Several viewers—including nomads—have complained that Nomadland
is depressing. Perhaps they missed the themes of self-discovery, new beginnings, freedom, community, kindness and hope.
But, yeah, there are dark aspects to the movie. Death, for example. Fran’s husband has died. Her town and the life she knew has died. The American Dream has died. Retirement has died. Her tire, van and dishes died. The retired man with the boat died. Deni’s elders had died. Linda May had contemplated suicide. Bob’s son had ended his life. Swankie dies.
These deaths hit us harder because they’re not stylized deaths in some melodrama or action movie. These are matter-of-fact, yeah-life’s-like-that, it’ll-happen-to-us-all-eventually deaths. Mundane deaths. These deaths are uncomfortably close to life as we experience it. These deaths are painfully familiar—especially for those of us in the latter half of life.

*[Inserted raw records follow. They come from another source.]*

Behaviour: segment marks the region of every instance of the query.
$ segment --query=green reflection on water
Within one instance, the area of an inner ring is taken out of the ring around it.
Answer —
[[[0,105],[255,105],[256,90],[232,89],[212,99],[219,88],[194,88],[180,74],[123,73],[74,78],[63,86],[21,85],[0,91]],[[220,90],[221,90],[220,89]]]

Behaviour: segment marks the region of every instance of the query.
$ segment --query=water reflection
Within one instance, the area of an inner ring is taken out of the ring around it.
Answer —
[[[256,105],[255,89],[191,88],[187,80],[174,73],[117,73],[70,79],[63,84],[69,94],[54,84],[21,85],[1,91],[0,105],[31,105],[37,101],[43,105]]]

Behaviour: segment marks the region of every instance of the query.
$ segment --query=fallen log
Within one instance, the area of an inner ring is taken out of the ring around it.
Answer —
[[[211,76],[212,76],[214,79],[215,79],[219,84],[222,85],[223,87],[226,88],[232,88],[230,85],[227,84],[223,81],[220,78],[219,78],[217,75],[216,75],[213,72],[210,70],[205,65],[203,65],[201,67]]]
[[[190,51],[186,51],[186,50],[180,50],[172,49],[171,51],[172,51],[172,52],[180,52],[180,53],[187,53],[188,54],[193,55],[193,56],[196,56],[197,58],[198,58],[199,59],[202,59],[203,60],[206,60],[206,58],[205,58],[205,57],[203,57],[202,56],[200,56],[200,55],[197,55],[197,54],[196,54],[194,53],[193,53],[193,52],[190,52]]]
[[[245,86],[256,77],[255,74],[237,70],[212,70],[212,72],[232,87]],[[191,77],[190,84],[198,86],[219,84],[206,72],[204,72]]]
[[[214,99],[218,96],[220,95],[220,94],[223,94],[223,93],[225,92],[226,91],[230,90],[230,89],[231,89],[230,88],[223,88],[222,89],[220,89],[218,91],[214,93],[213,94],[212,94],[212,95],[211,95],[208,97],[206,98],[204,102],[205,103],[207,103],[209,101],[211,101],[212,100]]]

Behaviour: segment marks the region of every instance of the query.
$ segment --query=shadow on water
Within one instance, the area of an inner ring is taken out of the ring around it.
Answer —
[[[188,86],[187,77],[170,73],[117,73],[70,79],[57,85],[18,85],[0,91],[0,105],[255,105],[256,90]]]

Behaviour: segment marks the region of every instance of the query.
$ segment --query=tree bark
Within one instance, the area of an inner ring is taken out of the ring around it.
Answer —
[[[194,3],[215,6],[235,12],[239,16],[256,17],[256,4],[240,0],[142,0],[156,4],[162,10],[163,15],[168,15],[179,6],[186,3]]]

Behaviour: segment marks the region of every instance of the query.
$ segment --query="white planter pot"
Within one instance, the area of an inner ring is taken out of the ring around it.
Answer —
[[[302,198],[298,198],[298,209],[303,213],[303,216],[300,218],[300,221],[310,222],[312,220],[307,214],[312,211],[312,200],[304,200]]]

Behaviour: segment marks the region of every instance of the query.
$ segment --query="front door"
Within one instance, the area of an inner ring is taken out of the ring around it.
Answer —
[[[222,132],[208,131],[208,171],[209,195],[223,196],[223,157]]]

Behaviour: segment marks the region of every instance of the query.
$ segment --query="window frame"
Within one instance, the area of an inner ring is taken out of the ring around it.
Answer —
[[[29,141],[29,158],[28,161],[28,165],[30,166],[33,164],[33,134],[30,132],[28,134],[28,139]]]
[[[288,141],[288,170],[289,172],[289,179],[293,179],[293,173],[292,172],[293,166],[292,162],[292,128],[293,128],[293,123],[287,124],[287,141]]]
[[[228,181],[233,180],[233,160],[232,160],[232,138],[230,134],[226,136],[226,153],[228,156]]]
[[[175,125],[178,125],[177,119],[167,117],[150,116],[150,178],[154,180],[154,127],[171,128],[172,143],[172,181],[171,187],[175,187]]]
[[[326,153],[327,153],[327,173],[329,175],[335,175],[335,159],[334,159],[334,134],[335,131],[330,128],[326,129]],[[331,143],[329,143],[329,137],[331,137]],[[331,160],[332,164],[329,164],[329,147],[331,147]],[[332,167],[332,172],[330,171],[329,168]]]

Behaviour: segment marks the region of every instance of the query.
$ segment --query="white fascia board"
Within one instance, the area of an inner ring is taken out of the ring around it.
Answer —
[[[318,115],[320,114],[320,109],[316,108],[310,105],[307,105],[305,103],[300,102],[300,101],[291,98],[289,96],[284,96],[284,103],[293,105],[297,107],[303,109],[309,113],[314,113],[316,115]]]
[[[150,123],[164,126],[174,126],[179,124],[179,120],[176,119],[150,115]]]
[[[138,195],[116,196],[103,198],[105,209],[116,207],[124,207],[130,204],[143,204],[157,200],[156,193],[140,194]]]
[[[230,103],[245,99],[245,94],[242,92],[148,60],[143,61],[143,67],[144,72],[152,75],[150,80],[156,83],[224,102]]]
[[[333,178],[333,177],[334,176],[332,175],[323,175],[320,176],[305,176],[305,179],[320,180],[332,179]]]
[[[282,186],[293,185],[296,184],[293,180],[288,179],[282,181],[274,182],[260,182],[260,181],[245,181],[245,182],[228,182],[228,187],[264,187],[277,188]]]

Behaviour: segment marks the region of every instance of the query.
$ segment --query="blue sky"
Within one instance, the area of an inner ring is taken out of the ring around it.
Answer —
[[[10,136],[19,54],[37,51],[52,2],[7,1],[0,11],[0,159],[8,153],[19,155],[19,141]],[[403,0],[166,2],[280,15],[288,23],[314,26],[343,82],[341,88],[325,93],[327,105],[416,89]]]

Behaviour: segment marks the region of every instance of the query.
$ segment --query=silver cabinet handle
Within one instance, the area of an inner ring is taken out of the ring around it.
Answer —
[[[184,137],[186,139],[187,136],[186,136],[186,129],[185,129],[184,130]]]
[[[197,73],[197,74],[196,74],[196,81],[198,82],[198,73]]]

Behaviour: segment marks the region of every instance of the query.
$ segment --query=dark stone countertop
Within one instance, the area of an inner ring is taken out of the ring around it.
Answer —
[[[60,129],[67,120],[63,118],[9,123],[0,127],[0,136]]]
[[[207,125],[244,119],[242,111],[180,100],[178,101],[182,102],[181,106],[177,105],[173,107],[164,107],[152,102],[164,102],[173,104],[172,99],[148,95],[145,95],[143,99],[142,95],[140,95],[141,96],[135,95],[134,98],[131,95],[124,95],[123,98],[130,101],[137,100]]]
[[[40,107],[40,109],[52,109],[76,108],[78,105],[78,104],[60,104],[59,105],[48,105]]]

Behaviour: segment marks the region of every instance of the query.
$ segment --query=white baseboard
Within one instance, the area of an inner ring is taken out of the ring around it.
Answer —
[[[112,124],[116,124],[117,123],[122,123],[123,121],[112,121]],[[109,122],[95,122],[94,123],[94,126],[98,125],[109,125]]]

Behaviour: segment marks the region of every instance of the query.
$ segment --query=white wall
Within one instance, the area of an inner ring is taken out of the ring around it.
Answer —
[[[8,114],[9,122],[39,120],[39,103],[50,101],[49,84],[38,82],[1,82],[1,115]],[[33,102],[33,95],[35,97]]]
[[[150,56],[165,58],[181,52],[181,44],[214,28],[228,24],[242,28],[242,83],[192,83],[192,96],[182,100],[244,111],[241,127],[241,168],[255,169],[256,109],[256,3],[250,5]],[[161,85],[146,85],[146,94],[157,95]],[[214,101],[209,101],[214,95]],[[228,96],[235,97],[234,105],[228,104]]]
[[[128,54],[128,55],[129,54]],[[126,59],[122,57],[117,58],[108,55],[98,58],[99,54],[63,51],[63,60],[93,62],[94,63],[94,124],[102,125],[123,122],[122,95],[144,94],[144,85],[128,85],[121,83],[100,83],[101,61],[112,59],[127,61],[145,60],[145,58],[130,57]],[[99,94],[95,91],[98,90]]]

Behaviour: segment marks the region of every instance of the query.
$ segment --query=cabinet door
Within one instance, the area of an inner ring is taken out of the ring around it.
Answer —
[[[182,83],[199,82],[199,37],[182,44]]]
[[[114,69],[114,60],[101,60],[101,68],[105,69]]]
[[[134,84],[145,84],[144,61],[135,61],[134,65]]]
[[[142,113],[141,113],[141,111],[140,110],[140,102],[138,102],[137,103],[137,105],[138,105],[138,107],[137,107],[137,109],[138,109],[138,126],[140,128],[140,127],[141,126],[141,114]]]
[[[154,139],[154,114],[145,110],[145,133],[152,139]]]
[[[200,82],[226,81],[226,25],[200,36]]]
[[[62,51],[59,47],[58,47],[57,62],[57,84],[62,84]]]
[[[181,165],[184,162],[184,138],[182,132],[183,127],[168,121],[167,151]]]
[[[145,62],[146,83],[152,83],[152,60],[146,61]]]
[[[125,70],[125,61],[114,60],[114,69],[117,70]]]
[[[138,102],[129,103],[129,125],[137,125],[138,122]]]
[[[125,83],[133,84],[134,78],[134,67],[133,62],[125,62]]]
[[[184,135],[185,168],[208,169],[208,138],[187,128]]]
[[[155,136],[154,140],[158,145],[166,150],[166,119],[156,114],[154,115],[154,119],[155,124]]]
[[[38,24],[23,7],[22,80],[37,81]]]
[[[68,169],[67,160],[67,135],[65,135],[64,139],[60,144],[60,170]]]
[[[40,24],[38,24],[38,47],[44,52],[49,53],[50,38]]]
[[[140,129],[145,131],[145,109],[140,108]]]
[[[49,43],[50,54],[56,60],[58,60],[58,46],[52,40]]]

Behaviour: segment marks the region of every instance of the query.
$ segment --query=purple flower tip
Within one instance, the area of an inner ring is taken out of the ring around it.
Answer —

We’ve lived long enough to lose family and friends, and our own death is a constant shadow.
I had made peace with my mortality long before my showdown with it during the summer of 2019. I think the acceptance of death starts with acceptance of our selves and our mistakes. The opportunities we let pass by, the opportunities we botched, the good we could’ve/should’ve done, the harm we did do, the forgiveness we haven’t granted, the gratitude or love we haven’t expressed… The regrets.
Fern, Linda May, Swankie, Bob—and nearly every nomad I know—didn’t let regret, disappointment, rejection, hardship or the shadow of death paralyze them. They pushed onward. And that’s beautiful, not depressing.